4 Jul 2008 | 7:29 pm | Autor: Roc Fages
I just want to give you this thinking of professor Budd Hall, from the University of Victoria (Canada), from an interview that I made to him last May:
"I think that our students want to be active citizens, and to play an active role in the world around them. They are much different students than I was at that age, many years ago. Actually they can travel a lot, they are in contact with the global world. So, we need to provide them with opportunities for engagement in what they call real-world activities, with organisations in the community, with international connections, so that they can develop their own citizenship skills. Knowledge and even the way in which we learn is changing very quickly because of technology and new kinds of interactive communications. So I think what is the most important is a sense of education that provide opportunities to the students in this new world and, also, to let them work not just to react to that world that somebody else made for us, but for what world do we want for the future."

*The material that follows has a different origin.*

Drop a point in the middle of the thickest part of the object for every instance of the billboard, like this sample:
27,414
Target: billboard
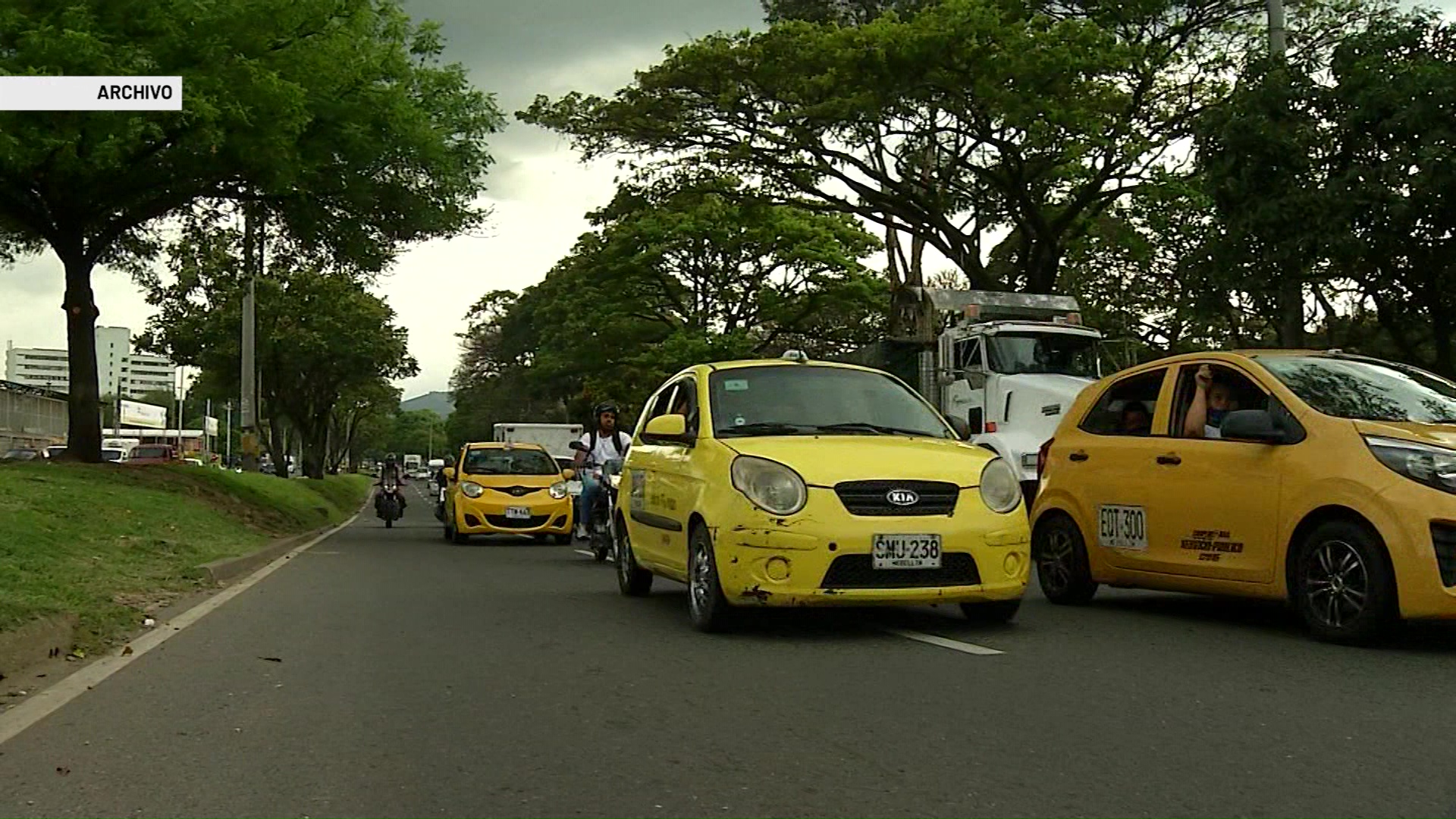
147,416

Well, my friends, ARE UNIVERSITIES REALLY FOLLOWING OUR STUDENTS 2.0 SKILLS? I doubt it.
I don’t doubt: I’m sure that, almost Catalan and Spanish universities are not following the students 2.0 skills. But are you sure that there are students 2.0?
@nur, yes, because to be 2.0 it does not specifically mean that you have to have an acount in Facebook, Twitter, a blog or Web 2.0 tools in general. To be 2.0 it means that you have an attitude 2.0, that is to say: skills to exchange knowledge, team working, think in grid,… Apart from that, lots of students use, for example, Nintendo to play with and against others via Wi-Fi…They play in grid!!!